The Yoruba political system in the southwest, like that of the Hausa-Fulani, also consisted of a series of monarchs, the Oba. The Yoruba monarchs, however, were less autocratic than those in the North, and the political and social system of the Yoruba accordingly allowed for greater upward mobility based on acquired rather than inherited wealth and title.

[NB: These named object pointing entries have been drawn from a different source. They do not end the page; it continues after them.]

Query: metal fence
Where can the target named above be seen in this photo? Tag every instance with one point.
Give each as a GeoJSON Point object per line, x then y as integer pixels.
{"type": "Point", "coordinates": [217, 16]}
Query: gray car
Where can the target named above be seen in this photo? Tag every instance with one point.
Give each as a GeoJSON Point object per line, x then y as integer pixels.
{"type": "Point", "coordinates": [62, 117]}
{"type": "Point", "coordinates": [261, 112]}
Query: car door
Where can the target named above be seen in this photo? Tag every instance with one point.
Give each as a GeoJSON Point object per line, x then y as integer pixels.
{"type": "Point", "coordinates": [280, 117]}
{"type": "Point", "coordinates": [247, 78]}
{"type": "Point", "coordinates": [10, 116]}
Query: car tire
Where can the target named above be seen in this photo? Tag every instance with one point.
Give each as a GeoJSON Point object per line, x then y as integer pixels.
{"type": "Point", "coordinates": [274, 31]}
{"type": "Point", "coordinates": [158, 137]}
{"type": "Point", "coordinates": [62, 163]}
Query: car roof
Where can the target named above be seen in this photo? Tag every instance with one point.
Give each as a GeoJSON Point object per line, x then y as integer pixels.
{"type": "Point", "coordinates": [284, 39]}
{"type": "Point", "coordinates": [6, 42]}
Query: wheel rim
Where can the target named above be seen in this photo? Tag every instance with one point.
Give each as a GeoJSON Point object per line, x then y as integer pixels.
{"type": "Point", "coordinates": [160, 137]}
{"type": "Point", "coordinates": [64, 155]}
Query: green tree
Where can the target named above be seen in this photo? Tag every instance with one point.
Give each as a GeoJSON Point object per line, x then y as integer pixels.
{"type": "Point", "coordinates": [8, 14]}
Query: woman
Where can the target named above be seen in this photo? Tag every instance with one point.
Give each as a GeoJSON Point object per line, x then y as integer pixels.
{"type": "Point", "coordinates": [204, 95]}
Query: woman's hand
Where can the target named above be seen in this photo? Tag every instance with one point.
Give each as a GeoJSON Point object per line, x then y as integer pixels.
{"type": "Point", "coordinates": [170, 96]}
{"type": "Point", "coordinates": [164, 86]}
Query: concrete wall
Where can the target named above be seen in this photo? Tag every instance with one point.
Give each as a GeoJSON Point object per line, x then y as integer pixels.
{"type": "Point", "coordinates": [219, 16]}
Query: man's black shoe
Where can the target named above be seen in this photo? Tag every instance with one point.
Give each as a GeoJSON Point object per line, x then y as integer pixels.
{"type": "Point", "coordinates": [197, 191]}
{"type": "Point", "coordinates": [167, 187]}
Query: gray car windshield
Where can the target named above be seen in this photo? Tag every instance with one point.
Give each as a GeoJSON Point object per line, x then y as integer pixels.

The Igbo in the southeast, in contrast to the two other groups, lived mostly in autonomous, democratically organised communities, although there were monarchs in many of these ancient cities such as the Kingdom of Nri. In its zenith the Kingdom controlled most of Igbo land, including influence on the Anioma people, Arochukwu (which controlled slavery in Igbo), and Onitsha land. Unlike the other two regions, decisions among the Igbo were made by a general assembly in which men could participate.[12]

The differing political systems among these three peoples reflected and produced divergent customs and values. The Hausa-Fulani commoners, having contact with the political system only through a village head designated by the Emir or one of his subordinates, did not view political leaders as amenable to influence. Political decisions were to be submitted to. As with other highly authoritarian religious and political systems, leadership positions were taken by persons willing to be subservient and loyal to superiors. A chief function of this political system was to maintain Islamic and conservative values, which caused many Hausa-Fulani to view economic and social innovation as subversive or sacrilegious.

In contrast to the Hausa-Fulani, the Igbo often participated directly in the decisions which affected their lives. They had a lively awareness of the political system and regarded it as an instrument for achieving their own personal goals. Status was acquired through the ability to arbitrate disputes that might arise in the village, and through acquiring rather than inheriting wealth. With their emphasis upon social achievement and political participation, the Igbo adapted to and challenged colonial rule in innovative ways.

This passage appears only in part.